One thing years of day trading has taught me is that going for home runs is a mistake. Does that mean you don’t get a home run occasionally? Of course you do! They pop up from time to time, but the traders who succeed in this game long term build their accounts and pay for their cars and boats and vacations with singles and doubles. Yesterday, I forgot that. I forgot my own rules.
I got greedy.
Here’s how it happened. $SHIP was running. It had a huge run up in the morning, but I didn’t chase it. It based nicely around lunch time, as often happens with stocks that exploded in the morning. As it pulled back into the $6 area and held the VWAP, I started entering. This is one of my favorite day trading setups. I bought 2000 shares at an average price just below $6, with a tight stop loss. A low-risk, high-reward setup. It ran to $7 and I scaled out along the way for a nice profit.
As it pulled back, I kept a few shares, hoping for a home run. Then, I added more shares. This was during the lunchtime lull – most breakouts fail at this time, which should have kept me out of this trade. Sure enough, no play materialized and I lost a decent chunk of my profits.

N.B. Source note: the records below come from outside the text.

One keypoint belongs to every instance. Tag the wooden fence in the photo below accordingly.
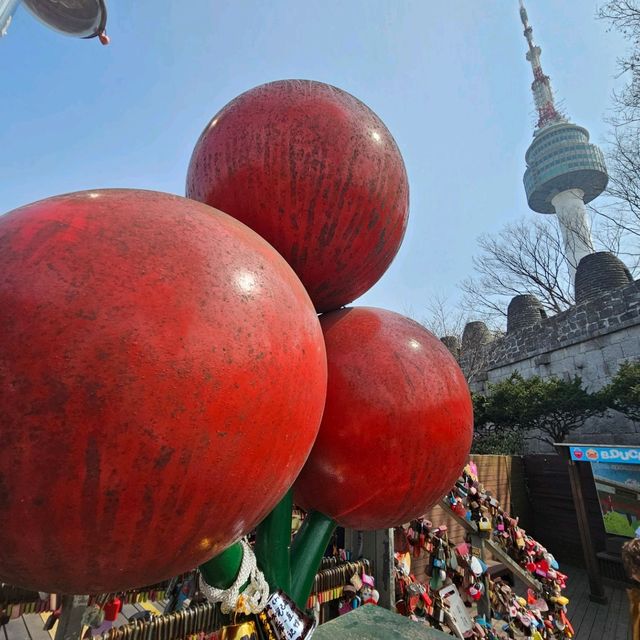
(504, 476)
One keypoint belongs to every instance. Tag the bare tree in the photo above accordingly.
(620, 209)
(448, 321)
(525, 257)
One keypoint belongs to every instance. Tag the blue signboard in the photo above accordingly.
(619, 455)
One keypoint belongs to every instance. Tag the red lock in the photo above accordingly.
(112, 609)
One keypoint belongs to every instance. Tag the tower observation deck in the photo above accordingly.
(564, 170)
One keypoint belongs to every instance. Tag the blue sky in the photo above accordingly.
(449, 79)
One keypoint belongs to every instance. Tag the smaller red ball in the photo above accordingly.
(397, 425)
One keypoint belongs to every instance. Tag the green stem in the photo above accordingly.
(221, 571)
(273, 542)
(306, 553)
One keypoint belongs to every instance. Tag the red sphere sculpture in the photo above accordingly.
(397, 426)
(162, 380)
(317, 174)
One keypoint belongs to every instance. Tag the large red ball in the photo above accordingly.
(162, 380)
(397, 426)
(316, 173)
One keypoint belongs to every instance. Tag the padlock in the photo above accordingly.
(484, 524)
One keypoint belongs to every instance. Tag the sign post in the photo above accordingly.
(574, 454)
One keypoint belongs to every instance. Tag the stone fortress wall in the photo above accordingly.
(591, 340)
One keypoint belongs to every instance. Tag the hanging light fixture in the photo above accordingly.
(78, 18)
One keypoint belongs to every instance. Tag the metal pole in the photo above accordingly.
(70, 622)
(593, 570)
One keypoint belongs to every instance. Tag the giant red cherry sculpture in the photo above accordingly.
(397, 425)
(162, 379)
(317, 174)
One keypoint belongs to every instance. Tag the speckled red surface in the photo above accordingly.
(162, 379)
(397, 426)
(317, 174)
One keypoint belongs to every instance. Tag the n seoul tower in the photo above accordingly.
(563, 170)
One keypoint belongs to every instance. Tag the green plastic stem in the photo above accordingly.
(306, 553)
(273, 542)
(221, 571)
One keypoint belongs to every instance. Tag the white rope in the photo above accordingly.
(253, 599)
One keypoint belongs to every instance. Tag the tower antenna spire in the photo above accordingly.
(541, 85)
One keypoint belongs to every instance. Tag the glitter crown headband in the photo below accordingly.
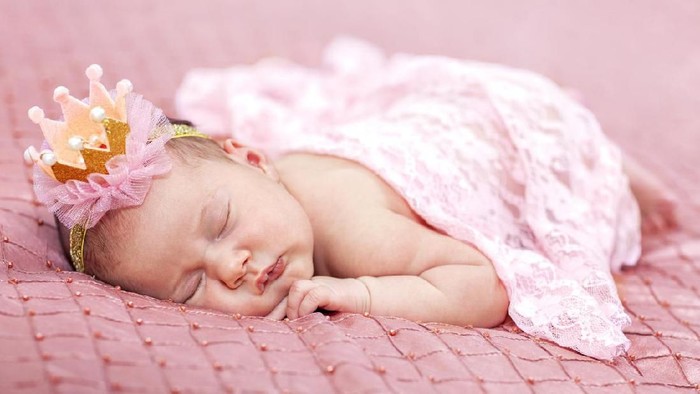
(102, 156)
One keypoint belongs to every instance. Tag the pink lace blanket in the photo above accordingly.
(496, 157)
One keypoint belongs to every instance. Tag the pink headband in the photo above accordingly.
(102, 156)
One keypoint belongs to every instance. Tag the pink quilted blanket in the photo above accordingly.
(64, 332)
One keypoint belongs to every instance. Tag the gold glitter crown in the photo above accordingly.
(90, 134)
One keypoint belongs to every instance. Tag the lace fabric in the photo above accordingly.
(496, 157)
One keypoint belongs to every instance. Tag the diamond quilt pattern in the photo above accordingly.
(61, 331)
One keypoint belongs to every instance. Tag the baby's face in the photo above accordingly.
(220, 235)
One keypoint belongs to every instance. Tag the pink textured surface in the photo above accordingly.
(636, 65)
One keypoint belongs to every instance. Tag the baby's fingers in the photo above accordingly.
(318, 297)
(296, 295)
(279, 312)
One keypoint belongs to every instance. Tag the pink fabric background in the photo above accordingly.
(637, 64)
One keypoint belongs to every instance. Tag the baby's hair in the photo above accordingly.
(99, 241)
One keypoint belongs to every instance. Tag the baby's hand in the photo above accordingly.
(332, 294)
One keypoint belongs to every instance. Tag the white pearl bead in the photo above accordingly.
(75, 142)
(48, 157)
(28, 156)
(97, 114)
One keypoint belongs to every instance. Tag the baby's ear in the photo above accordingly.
(251, 157)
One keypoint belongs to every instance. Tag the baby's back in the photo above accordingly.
(361, 225)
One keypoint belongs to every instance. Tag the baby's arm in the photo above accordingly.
(459, 286)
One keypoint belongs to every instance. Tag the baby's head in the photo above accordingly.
(219, 230)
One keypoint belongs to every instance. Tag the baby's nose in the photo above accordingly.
(233, 269)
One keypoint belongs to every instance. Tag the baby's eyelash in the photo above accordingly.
(228, 215)
(196, 289)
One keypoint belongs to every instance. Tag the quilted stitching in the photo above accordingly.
(63, 332)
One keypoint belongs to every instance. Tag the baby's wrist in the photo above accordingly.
(365, 301)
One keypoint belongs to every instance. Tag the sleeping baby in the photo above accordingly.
(426, 188)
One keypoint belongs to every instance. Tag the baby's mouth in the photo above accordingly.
(270, 273)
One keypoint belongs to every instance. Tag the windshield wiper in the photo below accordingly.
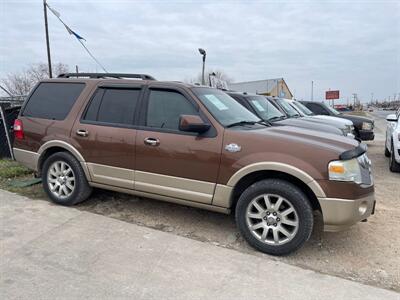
(264, 122)
(240, 123)
(276, 118)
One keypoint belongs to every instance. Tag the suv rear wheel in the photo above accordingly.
(64, 180)
(274, 216)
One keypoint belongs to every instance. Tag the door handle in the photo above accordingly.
(82, 132)
(152, 141)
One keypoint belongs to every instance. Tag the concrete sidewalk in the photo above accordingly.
(53, 252)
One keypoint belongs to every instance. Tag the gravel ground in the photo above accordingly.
(367, 252)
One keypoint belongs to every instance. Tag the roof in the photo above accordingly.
(258, 86)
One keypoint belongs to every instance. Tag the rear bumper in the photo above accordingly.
(366, 135)
(339, 214)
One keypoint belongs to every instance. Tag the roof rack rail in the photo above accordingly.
(106, 75)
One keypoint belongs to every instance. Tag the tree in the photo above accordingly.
(21, 83)
(218, 73)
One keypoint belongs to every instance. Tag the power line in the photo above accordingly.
(78, 37)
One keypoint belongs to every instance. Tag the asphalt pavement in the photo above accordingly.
(54, 252)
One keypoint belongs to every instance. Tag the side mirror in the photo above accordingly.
(192, 123)
(391, 118)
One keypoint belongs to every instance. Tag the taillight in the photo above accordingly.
(18, 130)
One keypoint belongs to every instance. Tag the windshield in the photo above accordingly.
(302, 108)
(223, 107)
(287, 108)
(265, 109)
(331, 109)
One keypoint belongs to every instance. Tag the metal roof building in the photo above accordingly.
(269, 87)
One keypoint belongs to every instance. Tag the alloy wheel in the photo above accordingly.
(61, 179)
(272, 219)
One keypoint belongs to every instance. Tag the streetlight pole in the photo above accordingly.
(47, 38)
(203, 53)
(312, 90)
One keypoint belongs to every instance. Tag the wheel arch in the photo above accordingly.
(249, 175)
(51, 147)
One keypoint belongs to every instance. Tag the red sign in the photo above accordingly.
(330, 95)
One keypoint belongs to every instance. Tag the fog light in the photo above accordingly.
(362, 209)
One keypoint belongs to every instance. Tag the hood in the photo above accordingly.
(356, 119)
(307, 150)
(303, 123)
(331, 122)
(312, 137)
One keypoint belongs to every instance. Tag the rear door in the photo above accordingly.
(106, 136)
(170, 162)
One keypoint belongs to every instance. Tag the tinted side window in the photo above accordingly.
(165, 107)
(116, 106)
(93, 109)
(53, 100)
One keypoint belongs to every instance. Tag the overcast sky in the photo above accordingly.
(351, 47)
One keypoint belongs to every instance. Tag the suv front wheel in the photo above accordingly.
(64, 180)
(274, 216)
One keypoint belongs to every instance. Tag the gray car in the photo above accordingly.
(288, 105)
(265, 110)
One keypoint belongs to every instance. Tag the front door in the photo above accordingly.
(106, 138)
(170, 162)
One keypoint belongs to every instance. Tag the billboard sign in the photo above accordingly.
(331, 95)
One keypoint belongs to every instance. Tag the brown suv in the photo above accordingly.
(195, 146)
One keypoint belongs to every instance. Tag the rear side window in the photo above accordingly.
(53, 100)
(113, 106)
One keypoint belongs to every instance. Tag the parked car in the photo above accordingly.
(392, 144)
(265, 110)
(191, 145)
(287, 106)
(364, 127)
(344, 125)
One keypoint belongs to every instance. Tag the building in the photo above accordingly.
(268, 87)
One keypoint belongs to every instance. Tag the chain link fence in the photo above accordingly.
(9, 110)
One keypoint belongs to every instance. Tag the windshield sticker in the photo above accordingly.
(258, 105)
(216, 102)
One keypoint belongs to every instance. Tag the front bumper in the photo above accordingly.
(366, 135)
(340, 214)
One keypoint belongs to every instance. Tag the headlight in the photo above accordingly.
(367, 126)
(345, 170)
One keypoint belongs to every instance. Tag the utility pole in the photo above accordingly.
(47, 38)
(312, 90)
(203, 53)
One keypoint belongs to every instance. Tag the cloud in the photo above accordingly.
(353, 47)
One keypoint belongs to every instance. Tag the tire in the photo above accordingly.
(292, 197)
(67, 188)
(387, 153)
(394, 166)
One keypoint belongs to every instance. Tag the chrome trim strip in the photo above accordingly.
(111, 175)
(222, 196)
(163, 198)
(176, 187)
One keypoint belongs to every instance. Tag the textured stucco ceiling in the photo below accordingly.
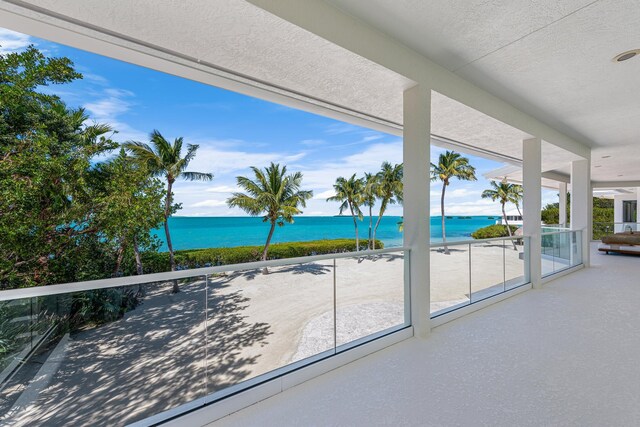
(549, 58)
(237, 36)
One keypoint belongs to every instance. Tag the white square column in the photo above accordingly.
(416, 153)
(532, 205)
(582, 204)
(562, 191)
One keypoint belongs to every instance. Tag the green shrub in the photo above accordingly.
(493, 231)
(196, 258)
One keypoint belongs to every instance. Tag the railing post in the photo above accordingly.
(532, 176)
(416, 153)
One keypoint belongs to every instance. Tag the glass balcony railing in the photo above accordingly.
(476, 270)
(117, 351)
(601, 229)
(560, 251)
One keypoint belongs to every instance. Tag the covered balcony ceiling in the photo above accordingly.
(234, 37)
(550, 59)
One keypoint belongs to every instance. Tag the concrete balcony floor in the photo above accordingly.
(566, 355)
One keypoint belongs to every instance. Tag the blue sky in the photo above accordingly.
(235, 132)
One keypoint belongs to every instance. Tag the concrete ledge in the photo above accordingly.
(562, 273)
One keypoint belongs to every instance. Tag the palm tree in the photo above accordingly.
(517, 193)
(389, 190)
(349, 192)
(165, 159)
(450, 165)
(369, 196)
(503, 192)
(273, 193)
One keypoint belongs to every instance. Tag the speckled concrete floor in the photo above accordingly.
(566, 355)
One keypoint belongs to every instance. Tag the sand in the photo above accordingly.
(159, 356)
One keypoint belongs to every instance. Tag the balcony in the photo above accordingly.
(563, 355)
(234, 328)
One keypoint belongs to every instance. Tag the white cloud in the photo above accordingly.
(211, 203)
(324, 195)
(11, 41)
(222, 189)
(107, 109)
(313, 142)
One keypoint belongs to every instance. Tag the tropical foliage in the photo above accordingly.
(273, 194)
(162, 158)
(494, 231)
(389, 190)
(350, 195)
(504, 193)
(451, 165)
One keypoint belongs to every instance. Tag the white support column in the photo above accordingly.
(416, 146)
(635, 227)
(532, 184)
(562, 190)
(582, 204)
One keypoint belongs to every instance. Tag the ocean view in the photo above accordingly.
(208, 232)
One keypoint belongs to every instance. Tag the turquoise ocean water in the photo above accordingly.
(208, 232)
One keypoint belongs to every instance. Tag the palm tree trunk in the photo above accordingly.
(136, 252)
(504, 215)
(372, 243)
(119, 257)
(444, 233)
(167, 212)
(266, 246)
(383, 208)
(355, 224)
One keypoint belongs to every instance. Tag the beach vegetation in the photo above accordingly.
(350, 194)
(369, 197)
(493, 231)
(197, 258)
(451, 165)
(165, 159)
(389, 189)
(273, 194)
(503, 192)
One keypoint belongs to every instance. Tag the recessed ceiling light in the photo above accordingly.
(624, 56)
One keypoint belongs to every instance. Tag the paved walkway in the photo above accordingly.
(566, 355)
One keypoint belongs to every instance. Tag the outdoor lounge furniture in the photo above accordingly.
(624, 243)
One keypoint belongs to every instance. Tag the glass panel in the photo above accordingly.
(370, 295)
(515, 262)
(449, 279)
(259, 322)
(111, 356)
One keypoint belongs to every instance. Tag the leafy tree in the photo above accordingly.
(129, 206)
(450, 165)
(274, 194)
(502, 192)
(46, 152)
(389, 190)
(165, 159)
(350, 192)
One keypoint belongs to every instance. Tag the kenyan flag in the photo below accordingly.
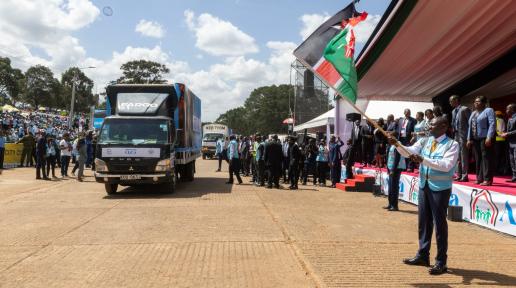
(329, 52)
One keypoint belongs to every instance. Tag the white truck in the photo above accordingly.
(210, 134)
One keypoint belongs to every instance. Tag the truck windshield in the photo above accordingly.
(134, 131)
(212, 137)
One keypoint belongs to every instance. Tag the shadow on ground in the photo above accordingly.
(483, 278)
(199, 187)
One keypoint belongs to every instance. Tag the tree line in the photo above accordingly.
(39, 87)
(266, 107)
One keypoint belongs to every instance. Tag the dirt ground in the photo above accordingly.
(64, 233)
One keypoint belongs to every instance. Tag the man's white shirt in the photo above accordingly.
(445, 164)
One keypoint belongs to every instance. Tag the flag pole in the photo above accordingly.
(397, 144)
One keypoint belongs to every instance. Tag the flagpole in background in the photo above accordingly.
(398, 144)
(328, 53)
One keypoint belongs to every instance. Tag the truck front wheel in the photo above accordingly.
(110, 188)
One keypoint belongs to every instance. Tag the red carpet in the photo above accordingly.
(499, 184)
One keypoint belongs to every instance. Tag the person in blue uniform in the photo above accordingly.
(395, 164)
(234, 160)
(437, 156)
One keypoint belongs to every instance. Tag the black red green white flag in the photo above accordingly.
(329, 51)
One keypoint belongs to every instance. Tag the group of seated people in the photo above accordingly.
(486, 138)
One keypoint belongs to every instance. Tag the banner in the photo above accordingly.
(12, 155)
(487, 208)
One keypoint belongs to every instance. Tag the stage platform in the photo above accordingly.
(493, 207)
(500, 183)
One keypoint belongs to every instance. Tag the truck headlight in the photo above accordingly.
(100, 165)
(164, 165)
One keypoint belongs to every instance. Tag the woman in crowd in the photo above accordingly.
(322, 162)
(420, 128)
(380, 143)
(482, 129)
(52, 149)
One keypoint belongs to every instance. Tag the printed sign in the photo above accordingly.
(12, 155)
(131, 152)
(487, 208)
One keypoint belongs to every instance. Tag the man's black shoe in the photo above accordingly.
(418, 261)
(438, 269)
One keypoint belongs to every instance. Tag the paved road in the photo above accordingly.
(208, 234)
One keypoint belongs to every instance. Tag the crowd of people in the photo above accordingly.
(267, 160)
(483, 135)
(48, 142)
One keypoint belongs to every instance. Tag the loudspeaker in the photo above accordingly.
(455, 213)
(352, 117)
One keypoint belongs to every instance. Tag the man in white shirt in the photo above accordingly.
(437, 156)
(66, 153)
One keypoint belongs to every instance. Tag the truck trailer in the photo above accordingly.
(151, 135)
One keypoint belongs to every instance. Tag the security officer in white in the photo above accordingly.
(437, 156)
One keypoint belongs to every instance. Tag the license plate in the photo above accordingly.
(130, 177)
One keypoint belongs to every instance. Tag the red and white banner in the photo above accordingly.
(488, 208)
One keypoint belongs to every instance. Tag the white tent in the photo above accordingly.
(319, 123)
(376, 109)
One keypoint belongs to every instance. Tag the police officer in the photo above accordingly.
(234, 160)
(28, 142)
(273, 158)
(260, 163)
(309, 164)
(219, 150)
(437, 156)
(41, 151)
(294, 156)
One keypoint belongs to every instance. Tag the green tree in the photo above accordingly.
(84, 97)
(41, 87)
(266, 108)
(143, 72)
(11, 81)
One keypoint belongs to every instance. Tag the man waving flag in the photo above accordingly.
(329, 52)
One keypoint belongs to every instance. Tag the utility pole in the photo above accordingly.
(74, 80)
(70, 117)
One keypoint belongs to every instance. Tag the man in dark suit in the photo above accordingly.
(460, 126)
(510, 137)
(41, 151)
(354, 153)
(294, 156)
(405, 129)
(391, 124)
(273, 159)
(366, 132)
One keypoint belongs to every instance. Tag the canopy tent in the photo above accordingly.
(425, 51)
(9, 108)
(422, 48)
(319, 123)
(380, 109)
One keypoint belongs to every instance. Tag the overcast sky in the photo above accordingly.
(222, 49)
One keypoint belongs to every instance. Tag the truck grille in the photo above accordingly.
(131, 168)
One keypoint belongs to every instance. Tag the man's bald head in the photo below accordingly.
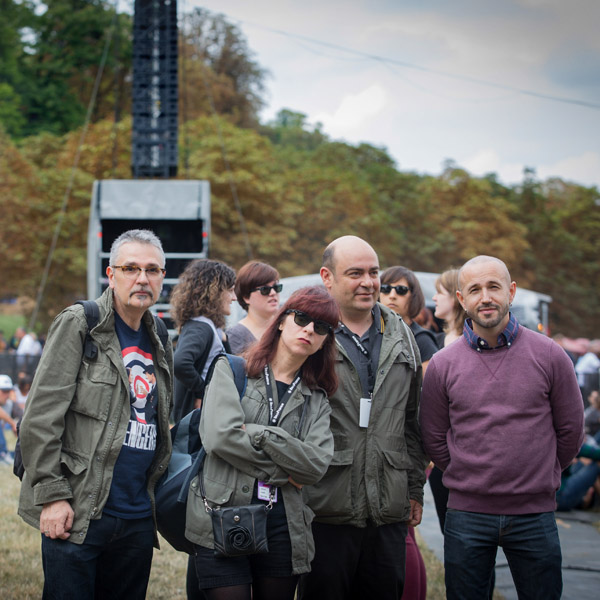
(340, 246)
(479, 260)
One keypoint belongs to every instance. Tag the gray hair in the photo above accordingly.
(141, 236)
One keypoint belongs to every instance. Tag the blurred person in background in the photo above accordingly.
(447, 306)
(401, 292)
(201, 300)
(6, 393)
(257, 290)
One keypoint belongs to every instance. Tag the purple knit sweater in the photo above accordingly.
(502, 424)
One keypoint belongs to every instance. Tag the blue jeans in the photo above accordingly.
(113, 562)
(575, 486)
(530, 543)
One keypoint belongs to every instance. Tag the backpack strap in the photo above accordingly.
(92, 316)
(161, 329)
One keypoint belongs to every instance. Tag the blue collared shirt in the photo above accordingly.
(506, 338)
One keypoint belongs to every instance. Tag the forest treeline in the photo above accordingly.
(297, 188)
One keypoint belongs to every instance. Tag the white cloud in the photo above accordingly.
(582, 169)
(354, 111)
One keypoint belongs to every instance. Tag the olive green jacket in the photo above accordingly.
(77, 414)
(241, 448)
(375, 470)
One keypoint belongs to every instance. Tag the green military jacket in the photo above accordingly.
(376, 470)
(77, 414)
(300, 446)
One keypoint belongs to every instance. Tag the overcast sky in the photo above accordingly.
(493, 85)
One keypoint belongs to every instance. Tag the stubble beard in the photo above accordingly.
(490, 324)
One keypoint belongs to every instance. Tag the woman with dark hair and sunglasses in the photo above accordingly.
(257, 290)
(200, 302)
(400, 291)
(272, 442)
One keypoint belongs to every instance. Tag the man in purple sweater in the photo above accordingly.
(502, 416)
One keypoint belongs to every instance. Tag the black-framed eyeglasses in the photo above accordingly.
(265, 290)
(302, 320)
(133, 271)
(401, 290)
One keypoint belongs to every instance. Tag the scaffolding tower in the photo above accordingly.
(154, 106)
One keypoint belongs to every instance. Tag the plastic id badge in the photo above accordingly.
(264, 492)
(365, 411)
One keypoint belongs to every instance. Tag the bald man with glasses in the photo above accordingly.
(95, 434)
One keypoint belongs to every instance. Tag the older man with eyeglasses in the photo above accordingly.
(95, 434)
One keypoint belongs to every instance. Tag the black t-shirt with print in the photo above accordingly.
(128, 496)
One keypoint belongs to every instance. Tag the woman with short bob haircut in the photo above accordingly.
(273, 441)
(401, 292)
(257, 290)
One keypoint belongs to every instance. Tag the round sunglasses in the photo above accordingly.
(302, 320)
(401, 290)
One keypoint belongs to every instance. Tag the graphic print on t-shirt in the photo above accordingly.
(142, 393)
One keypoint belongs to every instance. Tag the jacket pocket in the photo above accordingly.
(217, 493)
(74, 464)
(94, 390)
(394, 468)
(333, 496)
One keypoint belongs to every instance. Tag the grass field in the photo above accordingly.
(20, 556)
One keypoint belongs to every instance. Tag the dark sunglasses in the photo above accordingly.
(401, 290)
(265, 290)
(302, 320)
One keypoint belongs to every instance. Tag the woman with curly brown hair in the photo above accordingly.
(201, 300)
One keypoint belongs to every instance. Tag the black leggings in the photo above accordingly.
(263, 588)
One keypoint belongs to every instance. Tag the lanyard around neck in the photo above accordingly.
(275, 415)
(366, 354)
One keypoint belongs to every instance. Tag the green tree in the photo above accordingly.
(217, 69)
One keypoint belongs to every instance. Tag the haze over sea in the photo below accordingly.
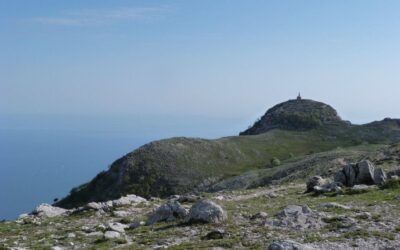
(43, 157)
(84, 82)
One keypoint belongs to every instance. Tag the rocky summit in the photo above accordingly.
(295, 128)
(298, 114)
(300, 179)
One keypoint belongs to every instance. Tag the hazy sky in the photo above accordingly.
(207, 57)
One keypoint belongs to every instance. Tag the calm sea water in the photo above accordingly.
(43, 157)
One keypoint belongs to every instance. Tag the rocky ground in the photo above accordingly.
(274, 217)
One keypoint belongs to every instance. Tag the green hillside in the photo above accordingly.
(180, 165)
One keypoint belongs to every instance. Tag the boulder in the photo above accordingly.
(340, 177)
(329, 187)
(379, 176)
(187, 198)
(333, 205)
(215, 235)
(206, 211)
(288, 245)
(112, 235)
(47, 210)
(97, 206)
(259, 215)
(394, 172)
(350, 173)
(117, 227)
(167, 212)
(128, 200)
(297, 217)
(365, 173)
(314, 181)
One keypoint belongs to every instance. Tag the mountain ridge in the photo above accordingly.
(180, 165)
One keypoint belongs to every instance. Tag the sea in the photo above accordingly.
(42, 157)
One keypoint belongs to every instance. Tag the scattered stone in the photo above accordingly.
(333, 205)
(328, 188)
(47, 210)
(56, 248)
(95, 234)
(136, 224)
(363, 187)
(112, 235)
(98, 206)
(118, 227)
(167, 212)
(259, 215)
(271, 195)
(379, 176)
(363, 172)
(23, 216)
(215, 235)
(71, 235)
(314, 181)
(342, 221)
(297, 217)
(187, 198)
(206, 211)
(128, 200)
(121, 213)
(394, 173)
(287, 245)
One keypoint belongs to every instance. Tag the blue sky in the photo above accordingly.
(206, 58)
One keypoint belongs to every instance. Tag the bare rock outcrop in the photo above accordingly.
(167, 212)
(206, 211)
(363, 172)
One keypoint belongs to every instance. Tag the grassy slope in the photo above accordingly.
(181, 165)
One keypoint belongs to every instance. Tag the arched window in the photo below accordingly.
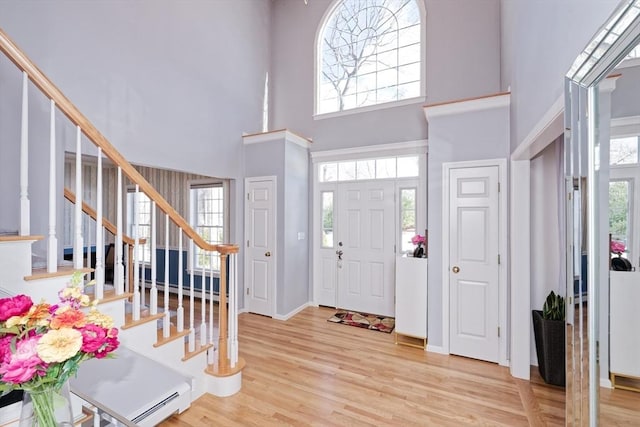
(369, 53)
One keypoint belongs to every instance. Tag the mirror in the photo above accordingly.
(602, 181)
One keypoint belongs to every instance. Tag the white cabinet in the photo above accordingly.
(411, 301)
(624, 318)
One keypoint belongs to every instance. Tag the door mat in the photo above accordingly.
(364, 320)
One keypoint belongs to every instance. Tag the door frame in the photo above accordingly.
(274, 224)
(503, 356)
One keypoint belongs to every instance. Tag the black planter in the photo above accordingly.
(550, 348)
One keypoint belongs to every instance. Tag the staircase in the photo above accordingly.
(205, 350)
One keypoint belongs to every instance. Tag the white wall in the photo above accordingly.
(540, 40)
(462, 54)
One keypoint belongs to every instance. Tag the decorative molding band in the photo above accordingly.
(547, 130)
(293, 312)
(467, 105)
(277, 135)
(414, 147)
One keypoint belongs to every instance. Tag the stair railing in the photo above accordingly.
(227, 361)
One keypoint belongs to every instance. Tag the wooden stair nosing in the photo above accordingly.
(42, 273)
(199, 349)
(130, 323)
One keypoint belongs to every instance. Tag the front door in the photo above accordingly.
(474, 262)
(365, 244)
(260, 255)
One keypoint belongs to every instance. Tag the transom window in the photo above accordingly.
(369, 53)
(350, 170)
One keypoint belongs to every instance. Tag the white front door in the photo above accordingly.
(260, 260)
(473, 262)
(366, 240)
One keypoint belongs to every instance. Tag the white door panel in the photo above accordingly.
(260, 232)
(473, 257)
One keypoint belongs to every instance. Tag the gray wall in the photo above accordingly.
(462, 35)
(540, 40)
(454, 138)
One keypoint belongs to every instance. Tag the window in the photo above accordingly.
(408, 210)
(327, 219)
(208, 208)
(369, 53)
(350, 170)
(143, 211)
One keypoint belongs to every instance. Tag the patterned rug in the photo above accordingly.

I got in again at $6.30 and $6.38. This time, it popped nicely, giving me an average gain of $.70/share – not bad for a 3000 share position. Then it pulled back and I got greedy again. I really wanted to hit that home run trade and so I ignored the evidence that this wasn’t a bullish pullback. It was a steep, high volume pullback – the opposite of what I look for in a pullback trade prospect. Sure enough, it dropped further and I lost all my gains from earlier…and more.